Boulton v. General Finance Loan Corp. (In Re Boulton)

4 B.R. 498
CourtUnited States Bankruptcy Court, S.D. Iowa
DecidedApril 1, 1980
Docket19-00175
StatusPublished
Cited by12 cases

This text of 4 B.R. 498 (Boulton v. General Finance Loan Corp. (In Re Boulton)) is published on Counsel Stack Legal Research, covering United States Bankruptcy Court, S.D. Iowa primary law. Counsel Stack provides free access to over 12 million legal documents including statutes, case law, regulations, and constitutions.

Bluebook
Boulton v. General Finance Loan Corp. (In Re Boulton), 4 B.R. 498 (Iowa 1980).

Opinion

MEMORANDUM OF DECISION

RICHARD STAGEMAN, Bankruptcy Judge.

At Des Moines, in the Southern District of Iowa, on the 31st day of March, 1980.

On January 30, 1980, the debtor, Margaret Ann Boulton, filed a complaint to avoid a security interest on exempt property under 11 U.S.C. § 522(f). The defendant, General Finance Loan Corporation of Iowa, filed an answer on February 15, 1980, admitting all but one of the allegations of the plaintiff’s petition. It denied that its security interest can be affected by the Bankruptcy Code because the money was loaned and the security interest perfected prior to October 1, 1979, the date when the Bankruptcy Code took effect.

On March 6, 1980, the court heard the arguments of David P. Miller, counsel for the plaintiff, in favor of the issue that the defendant’s security interest is void by reason of 11 U.S.C. § 522(f), and Thomas Yeg-gy, counsel for the defendant, in opposition thereto.

The plaintiff argues that the right of a debtor to avoid certain security interests *499 under Section 522(f) applies to precode loans and security interests. The defendant argues that such construction would make Section 522(f) unconstitutional.

If there is a justiciable issue of constitutional law here it is very dim by reason of the sparse record and lack of serious analysis.

Such issues should not be decided except upon a full record and after adequate hearing. Braden v. University of Pittsburg, 477 F.2d 1, 4 (3rd Cir. 1973).
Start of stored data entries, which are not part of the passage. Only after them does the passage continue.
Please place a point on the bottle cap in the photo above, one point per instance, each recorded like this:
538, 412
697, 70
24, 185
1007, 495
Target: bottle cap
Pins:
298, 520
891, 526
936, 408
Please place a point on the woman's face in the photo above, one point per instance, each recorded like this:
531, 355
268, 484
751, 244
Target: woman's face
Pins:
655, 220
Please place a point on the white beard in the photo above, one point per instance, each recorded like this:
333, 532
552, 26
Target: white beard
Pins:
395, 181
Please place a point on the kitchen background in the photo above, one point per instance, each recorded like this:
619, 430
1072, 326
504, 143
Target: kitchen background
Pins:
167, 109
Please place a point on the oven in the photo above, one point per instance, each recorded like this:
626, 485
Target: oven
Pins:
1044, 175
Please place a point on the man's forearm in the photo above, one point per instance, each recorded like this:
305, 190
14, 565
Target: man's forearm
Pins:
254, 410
Even assuming that a question has been fully presented and the record adequate the court must rule against the defendant for the following reasons.

The defendant has not overcome the strong presumption that congressional legislation is constitutional.
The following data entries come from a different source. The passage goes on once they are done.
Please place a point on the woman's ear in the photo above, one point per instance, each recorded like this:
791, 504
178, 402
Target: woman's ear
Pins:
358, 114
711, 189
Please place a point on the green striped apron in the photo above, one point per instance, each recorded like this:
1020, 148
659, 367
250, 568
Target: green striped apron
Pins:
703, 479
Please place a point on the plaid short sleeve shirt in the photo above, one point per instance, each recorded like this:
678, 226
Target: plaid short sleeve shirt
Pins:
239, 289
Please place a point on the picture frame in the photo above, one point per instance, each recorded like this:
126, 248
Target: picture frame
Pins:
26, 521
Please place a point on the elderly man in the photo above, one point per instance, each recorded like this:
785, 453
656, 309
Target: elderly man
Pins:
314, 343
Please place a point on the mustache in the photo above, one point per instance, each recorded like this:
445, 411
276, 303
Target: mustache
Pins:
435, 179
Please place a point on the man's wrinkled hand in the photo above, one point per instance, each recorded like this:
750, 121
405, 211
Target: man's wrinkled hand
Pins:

It is by now well established that legislative Acts adjusting the burdens and benefits of economic life come to the Court with a presumption of constitutionality, and that the burden is on one complaining of a due process violation to establish that the legislature has acted in an arbitrary and irrational way. See, e. g., Ferguson v. Skrupa, 372 U.S. 726, 83 S.Ct. 1028, 10 L.Ed.2d 93 (1963); Williamson v. Lee Optical Co., 348 U.S. 483, 487-488, 75 S.Ct. 461, 464, 99 L.Ed. 563 (1955).

Usery v. Turner Elkhorn Mining Co., 428 U.S. 1, 96 S.Ct. 2882, 2892, 49 L.Ed.2d 752 (1976); 16 Am.Jur.2d (Const.Law) § 252.
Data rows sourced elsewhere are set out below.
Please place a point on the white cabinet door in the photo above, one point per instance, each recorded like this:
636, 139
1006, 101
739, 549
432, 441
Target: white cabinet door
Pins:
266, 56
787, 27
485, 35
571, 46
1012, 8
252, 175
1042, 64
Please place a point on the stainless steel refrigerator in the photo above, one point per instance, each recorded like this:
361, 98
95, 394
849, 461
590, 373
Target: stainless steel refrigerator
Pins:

Furthermore, it is urged that trial courts should resist declaring legislation unconstitutional. That is a responsibility of the appellate courts. Mather v. MacLaughlin, 57 F.2d 223 (E.D.Pa.1932); Bromley v. McCaughn, 26 F.2d 380 (E.D.Pa.1928) aff’d per curiam, 36 F.2d 1019 (3rd Cir. 1929); In re Collier, 8 F.Supp. 447, 449 (E.D.Pa.1934); United States v. Smith, 62 F.Supp. 594 (W.D.Mich.1945); Thompson v. United States, 148 F.Supp. 910 (E.D.Pa.1957), accord, United States v. Neuendorf, 8 F.Supp. 403 (S.D.Iowa 1934).

The complaint and answer establish that the security interest of General Finance Loan Corporation of Iowa is void under 11 U.S.C. § 522(f).

An appropriate order will be entered. [Note: Since the court has not really considered declaring 11 U.S.C. § 522(f) unconstitutional, it has not notified the Attorney General as required by B.R. 724.]